The authors call the equivalence of effectiveness among psychotherapies the “Dodo verdict” after Lewis Carroll’s “Alice In Wonderland,” where the Dodo says “Everybody has won and all must have prizes.” They argue that if the first three factors are strongly met then even something such as religious healing can be as effective as any psychological therapy model.
They propose that rather than using the evidence-based, outdated scientist-pracitioner model, clinicians should use an outcomes-based model instead.
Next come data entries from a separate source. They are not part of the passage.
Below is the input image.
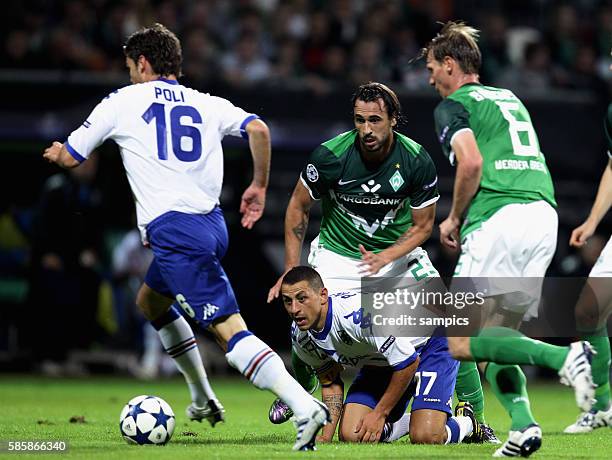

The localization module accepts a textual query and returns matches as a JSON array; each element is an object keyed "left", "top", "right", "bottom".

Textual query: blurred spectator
[
  {"left": 547, "top": 3, "right": 580, "bottom": 69},
  {"left": 28, "top": 154, "right": 103, "bottom": 371},
  {"left": 183, "top": 28, "right": 219, "bottom": 88},
  {"left": 0, "top": 0, "right": 612, "bottom": 94},
  {"left": 112, "top": 229, "right": 177, "bottom": 380},
  {"left": 350, "top": 37, "right": 391, "bottom": 86},
  {"left": 306, "top": 45, "right": 348, "bottom": 94},
  {"left": 221, "top": 35, "right": 270, "bottom": 86},
  {"left": 480, "top": 13, "right": 510, "bottom": 84},
  {"left": 495, "top": 43, "right": 552, "bottom": 94},
  {"left": 302, "top": 11, "right": 332, "bottom": 73},
  {"left": 270, "top": 39, "right": 304, "bottom": 85}
]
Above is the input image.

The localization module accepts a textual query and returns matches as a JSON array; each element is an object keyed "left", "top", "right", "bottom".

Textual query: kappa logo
[
  {"left": 338, "top": 329, "right": 353, "bottom": 345},
  {"left": 361, "top": 179, "right": 382, "bottom": 193},
  {"left": 306, "top": 163, "right": 319, "bottom": 182},
  {"left": 202, "top": 303, "right": 219, "bottom": 321},
  {"left": 379, "top": 335, "right": 395, "bottom": 353}
]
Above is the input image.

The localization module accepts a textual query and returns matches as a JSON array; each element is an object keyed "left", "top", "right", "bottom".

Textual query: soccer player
[
  {"left": 44, "top": 24, "right": 329, "bottom": 450},
  {"left": 422, "top": 21, "right": 593, "bottom": 456},
  {"left": 268, "top": 83, "right": 497, "bottom": 440},
  {"left": 564, "top": 104, "right": 612, "bottom": 433},
  {"left": 281, "top": 266, "right": 480, "bottom": 444}
]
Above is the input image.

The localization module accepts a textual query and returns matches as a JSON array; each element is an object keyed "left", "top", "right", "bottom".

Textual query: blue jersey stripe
[
  {"left": 240, "top": 115, "right": 259, "bottom": 139},
  {"left": 64, "top": 141, "right": 86, "bottom": 163}
]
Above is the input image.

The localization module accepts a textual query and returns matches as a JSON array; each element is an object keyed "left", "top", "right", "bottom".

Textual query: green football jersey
[
  {"left": 434, "top": 83, "right": 557, "bottom": 237},
  {"left": 300, "top": 129, "right": 439, "bottom": 259}
]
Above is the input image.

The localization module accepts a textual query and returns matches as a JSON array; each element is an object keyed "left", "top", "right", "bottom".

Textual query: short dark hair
[
  {"left": 282, "top": 265, "right": 325, "bottom": 291},
  {"left": 123, "top": 23, "right": 183, "bottom": 77},
  {"left": 351, "top": 81, "right": 402, "bottom": 122},
  {"left": 420, "top": 21, "right": 482, "bottom": 74}
]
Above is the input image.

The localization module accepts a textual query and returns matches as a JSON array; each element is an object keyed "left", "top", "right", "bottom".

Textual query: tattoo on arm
[
  {"left": 291, "top": 214, "right": 308, "bottom": 241},
  {"left": 323, "top": 394, "right": 343, "bottom": 417}
]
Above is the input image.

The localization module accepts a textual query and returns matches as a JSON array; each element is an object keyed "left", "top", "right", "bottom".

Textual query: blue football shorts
[
  {"left": 345, "top": 335, "right": 459, "bottom": 422},
  {"left": 145, "top": 207, "right": 239, "bottom": 329}
]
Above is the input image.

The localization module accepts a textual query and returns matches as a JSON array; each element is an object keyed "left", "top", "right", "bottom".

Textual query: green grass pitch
[{"left": 0, "top": 376, "right": 612, "bottom": 460}]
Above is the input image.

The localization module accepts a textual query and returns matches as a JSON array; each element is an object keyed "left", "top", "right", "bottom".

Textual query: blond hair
[{"left": 421, "top": 21, "right": 482, "bottom": 74}]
An outcomes-based approach tracks the four factors very carefully. Its advantages far outweigh the earlier model for tracking important information such as the early identification of clients who are likely to drop out, detection of clients who are not benefiting from treatment or clients who are deteriorating (Frost, 2015).
It measures the effectiveness of each individual session a client has using the Session Rating Scale, which determines how effective the client-therapist relationship is and whether the client feels heard, understood and respected. It also assesses wether the session addressed goals and topics that are important to the client, whether or not the model the therapist uses is a good fit and the overall effectiveness of the session.
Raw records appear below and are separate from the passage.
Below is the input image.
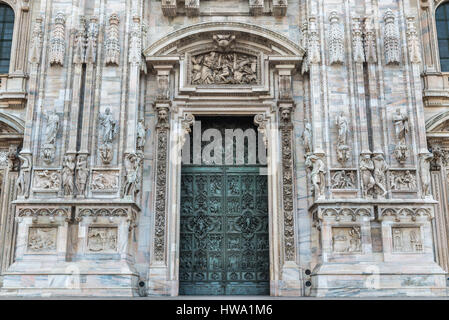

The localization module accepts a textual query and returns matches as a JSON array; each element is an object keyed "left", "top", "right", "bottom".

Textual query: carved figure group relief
[
  {"left": 391, "top": 227, "right": 423, "bottom": 253},
  {"left": 99, "top": 108, "right": 118, "bottom": 164},
  {"left": 27, "top": 227, "right": 58, "bottom": 253},
  {"left": 33, "top": 170, "right": 61, "bottom": 191},
  {"left": 87, "top": 227, "right": 117, "bottom": 253},
  {"left": 191, "top": 51, "right": 258, "bottom": 85},
  {"left": 390, "top": 170, "right": 417, "bottom": 191},
  {"left": 42, "top": 111, "right": 60, "bottom": 164},
  {"left": 331, "top": 170, "right": 357, "bottom": 190},
  {"left": 393, "top": 109, "right": 410, "bottom": 164},
  {"left": 332, "top": 227, "right": 362, "bottom": 253},
  {"left": 91, "top": 170, "right": 119, "bottom": 192}
]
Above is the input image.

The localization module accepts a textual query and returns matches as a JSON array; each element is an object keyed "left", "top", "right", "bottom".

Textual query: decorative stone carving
[
  {"left": 129, "top": 16, "right": 142, "bottom": 67},
  {"left": 154, "top": 105, "right": 170, "bottom": 261},
  {"left": 373, "top": 153, "right": 388, "bottom": 197},
  {"left": 391, "top": 227, "right": 423, "bottom": 253},
  {"left": 75, "top": 154, "right": 89, "bottom": 197},
  {"left": 331, "top": 170, "right": 357, "bottom": 190},
  {"left": 306, "top": 154, "right": 326, "bottom": 198},
  {"left": 190, "top": 51, "right": 258, "bottom": 85},
  {"left": 30, "top": 17, "right": 44, "bottom": 64},
  {"left": 61, "top": 155, "right": 75, "bottom": 196},
  {"left": 123, "top": 153, "right": 143, "bottom": 199},
  {"left": 33, "top": 170, "right": 61, "bottom": 191},
  {"left": 105, "top": 13, "right": 120, "bottom": 66},
  {"left": 185, "top": 0, "right": 200, "bottom": 17},
  {"left": 16, "top": 154, "right": 31, "bottom": 198},
  {"left": 27, "top": 227, "right": 58, "bottom": 253},
  {"left": 307, "top": 17, "right": 321, "bottom": 64},
  {"left": 419, "top": 153, "right": 433, "bottom": 199},
  {"left": 42, "top": 111, "right": 60, "bottom": 164},
  {"left": 50, "top": 12, "right": 65, "bottom": 66},
  {"left": 329, "top": 11, "right": 345, "bottom": 65},
  {"left": 87, "top": 227, "right": 117, "bottom": 252},
  {"left": 360, "top": 154, "right": 376, "bottom": 198},
  {"left": 379, "top": 207, "right": 433, "bottom": 222},
  {"left": 85, "top": 17, "right": 98, "bottom": 64},
  {"left": 384, "top": 9, "right": 401, "bottom": 64},
  {"left": 136, "top": 119, "right": 147, "bottom": 151},
  {"left": 332, "top": 227, "right": 362, "bottom": 253},
  {"left": 91, "top": 170, "right": 120, "bottom": 192},
  {"left": 162, "top": 0, "right": 177, "bottom": 17},
  {"left": 352, "top": 18, "right": 366, "bottom": 63},
  {"left": 365, "top": 18, "right": 377, "bottom": 63},
  {"left": 99, "top": 108, "right": 118, "bottom": 164},
  {"left": 393, "top": 109, "right": 410, "bottom": 164},
  {"left": 390, "top": 170, "right": 416, "bottom": 191},
  {"left": 335, "top": 112, "right": 350, "bottom": 165},
  {"left": 273, "top": 0, "right": 288, "bottom": 17},
  {"left": 249, "top": 0, "right": 264, "bottom": 16}
]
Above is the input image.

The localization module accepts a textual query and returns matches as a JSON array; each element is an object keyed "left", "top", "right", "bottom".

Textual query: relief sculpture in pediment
[{"left": 191, "top": 51, "right": 257, "bottom": 85}]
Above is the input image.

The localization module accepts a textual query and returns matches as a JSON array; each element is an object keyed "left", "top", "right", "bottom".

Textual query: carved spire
[
  {"left": 50, "top": 12, "right": 65, "bottom": 66},
  {"left": 329, "top": 11, "right": 345, "bottom": 64},
  {"left": 384, "top": 9, "right": 401, "bottom": 64}
]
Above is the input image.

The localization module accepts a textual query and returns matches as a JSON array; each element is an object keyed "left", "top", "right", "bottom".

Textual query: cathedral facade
[{"left": 0, "top": 0, "right": 449, "bottom": 297}]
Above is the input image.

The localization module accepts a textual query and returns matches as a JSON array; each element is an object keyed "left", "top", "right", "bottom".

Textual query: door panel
[{"left": 179, "top": 166, "right": 269, "bottom": 295}]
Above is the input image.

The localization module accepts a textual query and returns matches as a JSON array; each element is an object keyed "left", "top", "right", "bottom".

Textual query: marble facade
[{"left": 0, "top": 0, "right": 449, "bottom": 297}]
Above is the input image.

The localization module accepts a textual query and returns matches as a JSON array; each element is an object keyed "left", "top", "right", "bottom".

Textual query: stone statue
[
  {"left": 99, "top": 108, "right": 118, "bottom": 164},
  {"left": 16, "top": 154, "right": 31, "bottom": 198},
  {"left": 360, "top": 154, "right": 376, "bottom": 198},
  {"left": 42, "top": 111, "right": 60, "bottom": 163},
  {"left": 419, "top": 153, "right": 433, "bottom": 198},
  {"left": 373, "top": 154, "right": 388, "bottom": 197},
  {"left": 61, "top": 155, "right": 75, "bottom": 196},
  {"left": 75, "top": 155, "right": 89, "bottom": 197},
  {"left": 302, "top": 122, "right": 313, "bottom": 156},
  {"left": 306, "top": 154, "right": 326, "bottom": 198},
  {"left": 336, "top": 112, "right": 349, "bottom": 164}
]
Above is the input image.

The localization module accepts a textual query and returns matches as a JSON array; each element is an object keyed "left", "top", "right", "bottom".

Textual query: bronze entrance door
[{"left": 179, "top": 165, "right": 270, "bottom": 295}]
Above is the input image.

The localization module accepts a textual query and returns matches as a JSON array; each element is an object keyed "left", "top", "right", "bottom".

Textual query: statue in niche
[
  {"left": 302, "top": 122, "right": 313, "bottom": 156},
  {"left": 61, "top": 155, "right": 75, "bottom": 195},
  {"left": 373, "top": 154, "right": 388, "bottom": 197},
  {"left": 136, "top": 119, "right": 147, "bottom": 150},
  {"left": 75, "top": 155, "right": 89, "bottom": 197},
  {"left": 42, "top": 111, "right": 60, "bottom": 163},
  {"left": 393, "top": 109, "right": 410, "bottom": 163},
  {"left": 419, "top": 153, "right": 433, "bottom": 199},
  {"left": 336, "top": 112, "right": 349, "bottom": 164},
  {"left": 360, "top": 154, "right": 376, "bottom": 198},
  {"left": 99, "top": 108, "right": 118, "bottom": 164},
  {"left": 306, "top": 154, "right": 326, "bottom": 198},
  {"left": 16, "top": 154, "right": 31, "bottom": 198}
]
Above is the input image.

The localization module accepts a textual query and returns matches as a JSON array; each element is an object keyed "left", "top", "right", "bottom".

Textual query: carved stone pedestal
[{"left": 1, "top": 201, "right": 139, "bottom": 297}]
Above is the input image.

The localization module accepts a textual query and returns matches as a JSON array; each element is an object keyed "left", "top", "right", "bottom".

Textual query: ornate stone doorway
[{"left": 179, "top": 117, "right": 270, "bottom": 295}]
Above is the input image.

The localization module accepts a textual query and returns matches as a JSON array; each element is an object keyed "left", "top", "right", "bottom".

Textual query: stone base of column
[
  {"left": 311, "top": 263, "right": 447, "bottom": 297},
  {"left": 0, "top": 261, "right": 139, "bottom": 297}
]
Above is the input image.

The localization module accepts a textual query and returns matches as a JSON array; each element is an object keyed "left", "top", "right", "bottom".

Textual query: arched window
[{"left": 0, "top": 3, "right": 14, "bottom": 74}]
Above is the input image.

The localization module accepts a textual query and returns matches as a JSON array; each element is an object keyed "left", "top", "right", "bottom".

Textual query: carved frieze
[
  {"left": 87, "top": 227, "right": 117, "bottom": 253},
  {"left": 384, "top": 9, "right": 401, "bottom": 64},
  {"left": 105, "top": 13, "right": 120, "bottom": 66},
  {"left": 190, "top": 51, "right": 259, "bottom": 85},
  {"left": 391, "top": 227, "right": 423, "bottom": 253},
  {"left": 390, "top": 170, "right": 417, "bottom": 191},
  {"left": 331, "top": 170, "right": 357, "bottom": 190},
  {"left": 332, "top": 226, "right": 362, "bottom": 253},
  {"left": 329, "top": 11, "right": 345, "bottom": 65},
  {"left": 27, "top": 227, "right": 58, "bottom": 253},
  {"left": 50, "top": 12, "right": 66, "bottom": 66},
  {"left": 33, "top": 170, "right": 61, "bottom": 191},
  {"left": 90, "top": 170, "right": 120, "bottom": 192}
]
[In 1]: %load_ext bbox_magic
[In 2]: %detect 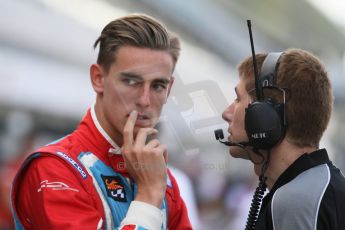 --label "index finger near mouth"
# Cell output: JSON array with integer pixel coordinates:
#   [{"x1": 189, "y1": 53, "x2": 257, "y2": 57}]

In between sessions, the Outcome Rating Scale assesses how the client has progressed in the week between sessions in terms of personal wellbeing, relationship and social functioning and overall. These measures are tracked over the course of therapy so that the therapist can adjust their approach to suit the client and improve therapeutic effectiveness overall.
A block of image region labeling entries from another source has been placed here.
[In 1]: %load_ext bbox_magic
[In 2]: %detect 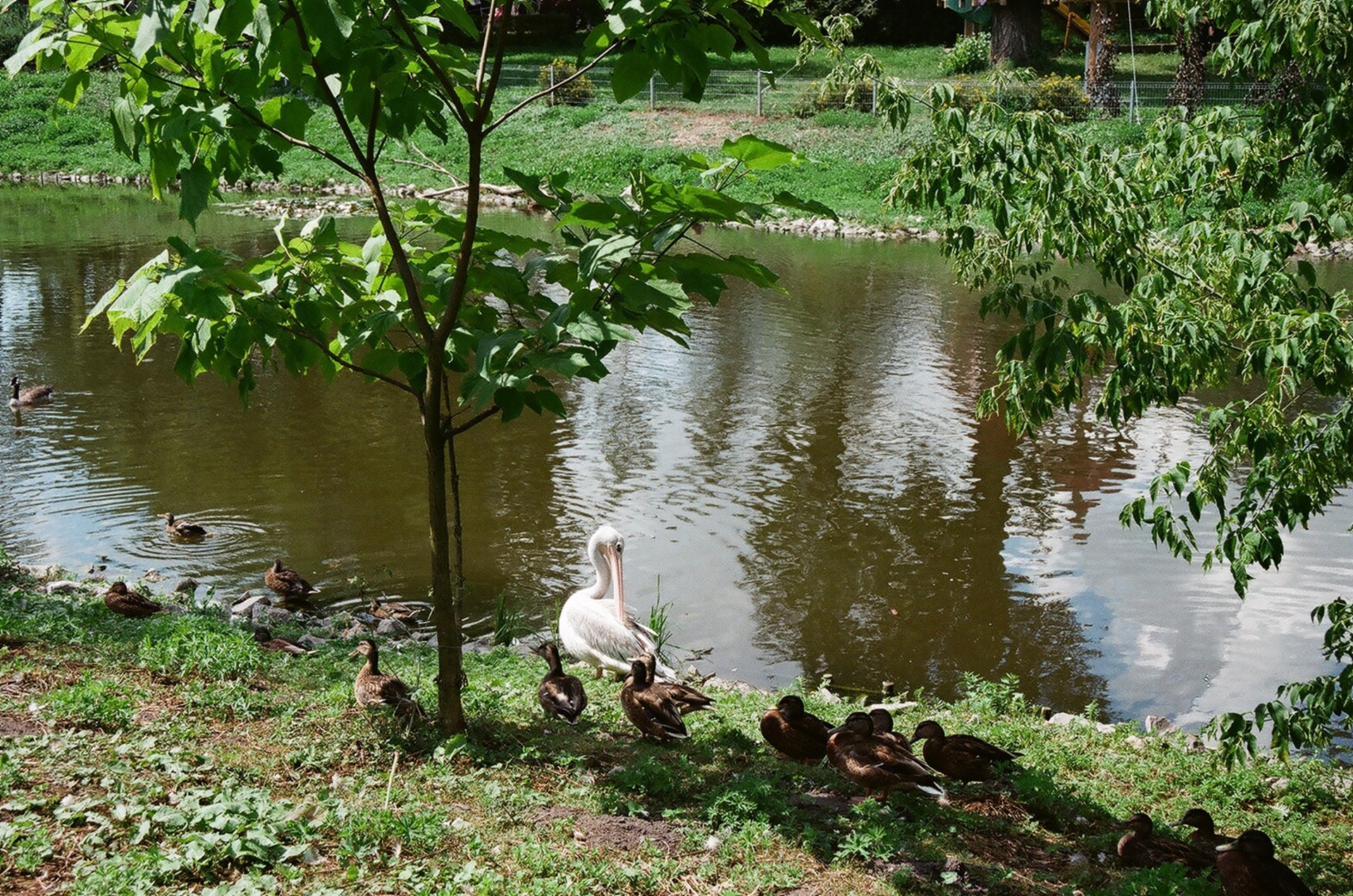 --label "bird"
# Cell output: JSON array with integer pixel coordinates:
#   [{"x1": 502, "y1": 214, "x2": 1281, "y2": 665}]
[
  {"x1": 262, "y1": 559, "x2": 319, "y2": 599},
  {"x1": 1113, "y1": 812, "x2": 1213, "y2": 869},
  {"x1": 760, "y1": 695, "x2": 829, "y2": 765},
  {"x1": 619, "y1": 659, "x2": 690, "y2": 743},
  {"x1": 531, "y1": 642, "x2": 587, "y2": 724},
  {"x1": 254, "y1": 626, "x2": 315, "y2": 657},
  {"x1": 347, "y1": 637, "x2": 426, "y2": 718},
  {"x1": 103, "y1": 582, "x2": 165, "y2": 618},
  {"x1": 9, "y1": 373, "x2": 51, "y2": 407},
  {"x1": 1216, "y1": 828, "x2": 1315, "y2": 896},
  {"x1": 160, "y1": 513, "x2": 207, "y2": 539},
  {"x1": 912, "y1": 718, "x2": 1020, "y2": 781},
  {"x1": 559, "y1": 525, "x2": 676, "y2": 680},
  {"x1": 869, "y1": 707, "x2": 912, "y2": 749},
  {"x1": 1175, "y1": 808, "x2": 1235, "y2": 857},
  {"x1": 625, "y1": 654, "x2": 715, "y2": 716},
  {"x1": 827, "y1": 712, "x2": 946, "y2": 801}
]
I, for one, long for the day when consumers of mental health services are heard, respected and their needs are being met. The costs of treating mental health problems are far outweighed by the benefits to the economy in terms of increased productivity and a happier, healthier workforce generally.
I also long for a more common sense approach to mental health care that doesn’t involve an attitude from the authorities that psychologists are a bunch of cowboys that need to be reigned in and justify everything they do according to an outdated but favoured evidence-based, scientist-practitioner model.
Let’s put the needs of our clients first and foremost and focus on working with them towards enhancing their emotional wellbeing and let’s leave behind the divisive politicking and funding based on a rigid adherence to a convenient, but out-of-reality approach.
Barlow, D. H., Hayes, S. C., & Nelson, R. O. (1984). The Scientist Practitioner. New York: Pergamon.
Cohen, L. H., Sargent, M. M., & Sechrest, L. B. (1986). Use of psychotherapy research by professional psychologists. American Psychologist, 41, 198 – 206.
Cotton, P. (1998). The framing of knowledge and practice in psychology: A reply to John. American Psychologist, 33, 31 – 37.
Frost, A. (2015). Better Access To Psychologists: Is It Value For Money?
Henshaw, S. (2000). Living With Unemployment: A Grounded Theory Study. Doctoral Thesis: Murdoch University.
Duncan, B. L., Miller, S. D., Wampold, B. E., & Hubble, M. A. (2010). The Heart and Soul of Change: Delivering What Works in Therapy. Washington: American Psychological Association.
John, I. (1998). The scientist-practitioner model: A critical examination. Australian Psychologist, 33, 24 – 30.
Polkinghorne, D. E. (1991). Two conflicting calls for methodological reform. The Counseling Psychologist, 9, 103 – 114.